You have still failed to demonstrate how full-day kindergarten isn't a strain on local resources. In fact, your own information demonstrates why it is such a strain.
If there is a 60/40 state/local split, then that means that 40% of the ongoing cost of full-day kindergarten needs to come from local funding.
If the amount of money that the state will give annually to SD 2 in ANB is, as you say, millions more for full-day vs. half-day kindergarten (let's lowball it and call it $2 million,) then the amount of extra money that has to come in locally to pay for full-day kindergarten under a 60/40 split is at least $1.3 million per year.
By eliminating full-day kindergarten starting in 2010, the school district can expect to save -- according to your numbers -- at least $1.3 million a year in local money. More than enough to make up for not passing an $875,000 levy this year. They could tell the local community that they have taken significant steps to save money, putting them in a better position to ask for the money they say they desperately need for existing programs, raising starting teacher pay, reopening the special high school programs that have been shut down because of lack of funding, etc.
MH, you don't understand education funding and you shouldn't malpractice in this arena. Call Thomas Harper, the budget director for SD 2. He can educate you on all day kindergarten if you care about accuracy. You're way off the mark. It's always entertaining to read your arrogant, partisan, erroneous postings. It's like watching a skunk (which are practically blind) scratching it's way out of a burlap sack.
It always amuses me to have someone come onto this blog and start knowingly throwing around "facts" and figures.
And when I draw logical conclusions from those facts and figures that show self-contradiction, and it is clear that the discussion is going in an MH direction, then that same person tells me to go do some research. Usually, the person coming up short in a debate is the one who has to go do some research -- and in that case, it is you.
I used your facts, and your figures.

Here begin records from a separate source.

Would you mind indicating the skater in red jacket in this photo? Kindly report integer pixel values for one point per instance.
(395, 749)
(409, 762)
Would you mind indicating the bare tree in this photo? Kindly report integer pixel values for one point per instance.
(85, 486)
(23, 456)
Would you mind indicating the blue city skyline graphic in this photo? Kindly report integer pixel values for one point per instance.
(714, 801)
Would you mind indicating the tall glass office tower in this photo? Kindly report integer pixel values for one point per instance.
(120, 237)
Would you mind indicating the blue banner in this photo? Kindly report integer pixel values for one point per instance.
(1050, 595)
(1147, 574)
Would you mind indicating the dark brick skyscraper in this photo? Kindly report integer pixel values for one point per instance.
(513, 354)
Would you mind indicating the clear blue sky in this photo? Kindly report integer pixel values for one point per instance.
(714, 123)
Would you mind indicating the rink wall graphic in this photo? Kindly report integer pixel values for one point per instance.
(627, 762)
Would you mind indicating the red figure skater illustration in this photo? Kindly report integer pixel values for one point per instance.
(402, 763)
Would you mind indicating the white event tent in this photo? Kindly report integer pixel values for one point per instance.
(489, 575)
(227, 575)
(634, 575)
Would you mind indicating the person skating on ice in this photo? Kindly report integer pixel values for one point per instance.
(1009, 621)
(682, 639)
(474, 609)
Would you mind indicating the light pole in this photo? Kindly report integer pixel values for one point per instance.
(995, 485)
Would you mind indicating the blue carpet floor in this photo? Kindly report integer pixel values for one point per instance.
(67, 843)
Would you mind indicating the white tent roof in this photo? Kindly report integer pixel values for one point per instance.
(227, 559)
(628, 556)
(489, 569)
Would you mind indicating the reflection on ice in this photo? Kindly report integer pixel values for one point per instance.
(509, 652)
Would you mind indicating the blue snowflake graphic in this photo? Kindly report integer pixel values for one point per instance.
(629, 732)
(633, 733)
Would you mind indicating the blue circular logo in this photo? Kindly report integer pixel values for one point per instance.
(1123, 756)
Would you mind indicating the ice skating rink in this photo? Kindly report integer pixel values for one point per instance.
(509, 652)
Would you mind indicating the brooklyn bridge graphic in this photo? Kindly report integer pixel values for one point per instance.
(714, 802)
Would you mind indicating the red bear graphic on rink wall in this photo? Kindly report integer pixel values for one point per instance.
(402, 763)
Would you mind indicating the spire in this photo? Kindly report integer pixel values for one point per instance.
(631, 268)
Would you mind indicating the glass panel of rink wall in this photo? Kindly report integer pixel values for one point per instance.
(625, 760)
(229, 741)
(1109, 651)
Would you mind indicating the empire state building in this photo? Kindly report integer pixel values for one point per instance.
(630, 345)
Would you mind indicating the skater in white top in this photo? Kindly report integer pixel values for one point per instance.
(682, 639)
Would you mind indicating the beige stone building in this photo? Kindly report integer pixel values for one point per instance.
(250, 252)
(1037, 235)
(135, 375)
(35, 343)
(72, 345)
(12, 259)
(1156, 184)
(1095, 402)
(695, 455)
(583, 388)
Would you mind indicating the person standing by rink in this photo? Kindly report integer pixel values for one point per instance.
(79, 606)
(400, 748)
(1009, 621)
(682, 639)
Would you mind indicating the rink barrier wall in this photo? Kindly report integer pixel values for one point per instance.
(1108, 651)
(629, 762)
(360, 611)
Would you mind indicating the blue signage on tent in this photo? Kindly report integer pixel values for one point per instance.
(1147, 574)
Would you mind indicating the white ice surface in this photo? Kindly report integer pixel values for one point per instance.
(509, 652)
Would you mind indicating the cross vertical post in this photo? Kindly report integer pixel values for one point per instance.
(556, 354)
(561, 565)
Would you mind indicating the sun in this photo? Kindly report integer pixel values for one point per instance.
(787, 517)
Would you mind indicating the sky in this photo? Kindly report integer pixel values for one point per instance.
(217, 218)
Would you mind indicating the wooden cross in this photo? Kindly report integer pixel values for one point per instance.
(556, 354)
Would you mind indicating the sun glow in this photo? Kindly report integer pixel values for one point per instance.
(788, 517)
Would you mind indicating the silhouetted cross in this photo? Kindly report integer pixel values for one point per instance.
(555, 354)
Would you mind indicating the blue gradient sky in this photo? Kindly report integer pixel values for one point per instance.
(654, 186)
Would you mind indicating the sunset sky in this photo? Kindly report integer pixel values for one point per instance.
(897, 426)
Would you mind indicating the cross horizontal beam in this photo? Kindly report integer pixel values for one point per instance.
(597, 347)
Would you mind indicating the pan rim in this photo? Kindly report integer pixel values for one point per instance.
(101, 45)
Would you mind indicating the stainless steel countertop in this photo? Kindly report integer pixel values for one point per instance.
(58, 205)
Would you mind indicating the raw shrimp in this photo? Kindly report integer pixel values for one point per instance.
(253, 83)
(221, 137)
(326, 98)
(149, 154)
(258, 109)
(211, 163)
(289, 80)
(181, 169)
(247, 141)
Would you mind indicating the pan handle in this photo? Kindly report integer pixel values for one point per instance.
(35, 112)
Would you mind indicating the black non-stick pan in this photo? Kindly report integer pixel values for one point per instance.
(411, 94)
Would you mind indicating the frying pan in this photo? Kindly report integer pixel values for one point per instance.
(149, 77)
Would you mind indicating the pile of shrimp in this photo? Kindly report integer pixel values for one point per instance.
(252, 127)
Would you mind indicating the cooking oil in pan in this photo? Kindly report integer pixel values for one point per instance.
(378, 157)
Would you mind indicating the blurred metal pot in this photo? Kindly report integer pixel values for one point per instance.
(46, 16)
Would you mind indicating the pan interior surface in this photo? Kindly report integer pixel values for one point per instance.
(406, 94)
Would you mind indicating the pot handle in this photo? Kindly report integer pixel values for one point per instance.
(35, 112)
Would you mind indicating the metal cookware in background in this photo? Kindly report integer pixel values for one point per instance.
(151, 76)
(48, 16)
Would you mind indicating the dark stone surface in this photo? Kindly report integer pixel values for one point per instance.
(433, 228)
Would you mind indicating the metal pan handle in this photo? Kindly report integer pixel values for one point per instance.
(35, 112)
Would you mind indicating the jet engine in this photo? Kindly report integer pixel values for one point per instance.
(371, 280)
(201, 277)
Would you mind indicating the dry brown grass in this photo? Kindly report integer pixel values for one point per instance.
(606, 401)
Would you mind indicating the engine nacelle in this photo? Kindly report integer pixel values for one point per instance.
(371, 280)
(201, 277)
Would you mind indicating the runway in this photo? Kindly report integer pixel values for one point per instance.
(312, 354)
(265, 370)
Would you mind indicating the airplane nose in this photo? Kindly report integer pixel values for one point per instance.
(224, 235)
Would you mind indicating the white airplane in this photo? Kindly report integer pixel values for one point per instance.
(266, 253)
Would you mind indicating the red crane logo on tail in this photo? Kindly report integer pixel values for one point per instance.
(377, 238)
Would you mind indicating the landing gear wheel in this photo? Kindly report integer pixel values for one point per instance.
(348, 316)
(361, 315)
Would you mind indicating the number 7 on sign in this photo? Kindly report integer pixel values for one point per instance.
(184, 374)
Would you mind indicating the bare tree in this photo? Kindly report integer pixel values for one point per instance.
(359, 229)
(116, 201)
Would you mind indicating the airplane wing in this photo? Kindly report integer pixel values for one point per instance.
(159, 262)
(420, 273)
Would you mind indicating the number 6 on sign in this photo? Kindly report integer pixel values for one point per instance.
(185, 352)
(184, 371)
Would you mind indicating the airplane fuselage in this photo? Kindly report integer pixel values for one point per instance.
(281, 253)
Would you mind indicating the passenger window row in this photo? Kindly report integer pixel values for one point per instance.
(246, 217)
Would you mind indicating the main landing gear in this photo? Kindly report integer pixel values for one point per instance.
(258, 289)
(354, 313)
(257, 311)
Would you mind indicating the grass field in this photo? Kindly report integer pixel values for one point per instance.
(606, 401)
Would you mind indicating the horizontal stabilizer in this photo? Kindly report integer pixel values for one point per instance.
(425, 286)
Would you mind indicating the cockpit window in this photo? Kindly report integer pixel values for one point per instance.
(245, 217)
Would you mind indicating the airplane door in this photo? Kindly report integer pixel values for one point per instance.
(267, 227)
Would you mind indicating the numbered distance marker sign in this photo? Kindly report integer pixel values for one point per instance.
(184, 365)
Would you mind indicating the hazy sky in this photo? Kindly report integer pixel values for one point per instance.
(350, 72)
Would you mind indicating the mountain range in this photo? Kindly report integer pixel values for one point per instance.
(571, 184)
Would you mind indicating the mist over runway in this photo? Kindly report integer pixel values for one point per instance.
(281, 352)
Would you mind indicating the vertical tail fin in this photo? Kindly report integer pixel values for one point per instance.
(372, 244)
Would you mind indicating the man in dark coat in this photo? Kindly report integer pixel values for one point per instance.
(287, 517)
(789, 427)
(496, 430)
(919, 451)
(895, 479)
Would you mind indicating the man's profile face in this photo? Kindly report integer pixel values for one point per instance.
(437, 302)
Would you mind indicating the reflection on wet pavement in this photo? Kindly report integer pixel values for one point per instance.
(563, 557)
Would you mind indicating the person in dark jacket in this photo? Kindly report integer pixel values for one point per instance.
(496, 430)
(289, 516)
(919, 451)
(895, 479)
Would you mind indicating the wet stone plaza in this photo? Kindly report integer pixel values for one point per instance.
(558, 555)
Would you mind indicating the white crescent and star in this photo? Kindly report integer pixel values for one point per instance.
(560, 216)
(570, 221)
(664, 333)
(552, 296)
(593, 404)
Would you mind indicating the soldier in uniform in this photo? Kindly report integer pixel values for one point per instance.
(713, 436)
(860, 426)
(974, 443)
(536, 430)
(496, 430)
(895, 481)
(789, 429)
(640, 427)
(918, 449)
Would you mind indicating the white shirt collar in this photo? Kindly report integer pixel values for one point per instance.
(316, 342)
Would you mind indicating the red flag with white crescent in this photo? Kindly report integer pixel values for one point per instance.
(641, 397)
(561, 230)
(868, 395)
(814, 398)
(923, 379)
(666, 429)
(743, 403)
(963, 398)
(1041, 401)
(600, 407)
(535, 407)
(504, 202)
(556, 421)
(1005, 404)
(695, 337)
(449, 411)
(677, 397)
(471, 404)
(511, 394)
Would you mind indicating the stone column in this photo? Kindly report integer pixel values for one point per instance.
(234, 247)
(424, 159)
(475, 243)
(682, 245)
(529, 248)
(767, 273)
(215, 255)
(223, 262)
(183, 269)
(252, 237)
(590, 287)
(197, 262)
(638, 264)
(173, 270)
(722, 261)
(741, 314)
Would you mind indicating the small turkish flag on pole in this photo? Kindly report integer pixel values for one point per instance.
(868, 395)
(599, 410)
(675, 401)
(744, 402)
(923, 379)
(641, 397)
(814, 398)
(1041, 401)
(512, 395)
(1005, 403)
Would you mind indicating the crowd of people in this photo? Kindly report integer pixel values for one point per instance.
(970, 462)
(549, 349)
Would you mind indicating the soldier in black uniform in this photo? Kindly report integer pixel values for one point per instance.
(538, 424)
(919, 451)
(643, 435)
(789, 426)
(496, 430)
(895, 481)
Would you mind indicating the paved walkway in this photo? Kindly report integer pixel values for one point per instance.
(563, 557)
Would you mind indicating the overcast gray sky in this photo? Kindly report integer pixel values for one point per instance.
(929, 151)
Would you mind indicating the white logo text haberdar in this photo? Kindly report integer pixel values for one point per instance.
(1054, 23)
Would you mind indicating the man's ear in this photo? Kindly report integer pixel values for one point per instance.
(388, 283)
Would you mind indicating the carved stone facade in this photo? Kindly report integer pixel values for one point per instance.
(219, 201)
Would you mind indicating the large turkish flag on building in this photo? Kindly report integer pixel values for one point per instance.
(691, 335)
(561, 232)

Either your facts, your figures, or your logic -- or more likely, all three -- are wrong
Just in case you aren't one of the same someones who has done this before, let me explain how the blogging world works.
If you come onto someone's blog telling them they are wrong, then you have the burden of providing some proof for what you are saying -- and be able to connect such proof with logic that makes sense.
That is not to say that I am right -- I may very easily be wrong and it may be that none of the cost of going from half-day kindergarten to full-day kindergarten will ever have to be picked up by local taxpayers. (That is your implied contention, since I am stating that full-day kindergarten is a net extra expense for SD2 -- and you are saying that I am wrong.)
It is just to say that you haven't even begun to provide proof that my contentions are wrong. You haven't even used logic that is, well, logical.
Ending your argument by comparing me to a skunk is characteristic of 2nd-rate argumentation. You call me arrogant -- what could be more arrogant than to think you could come onto this blog, and act all magisterial by throwing around technical terms like "ANB," use 2nd-rate argumentation, and change the subject several times.
And then expect that I would cower rather than engage in debate. Now that is arrogant.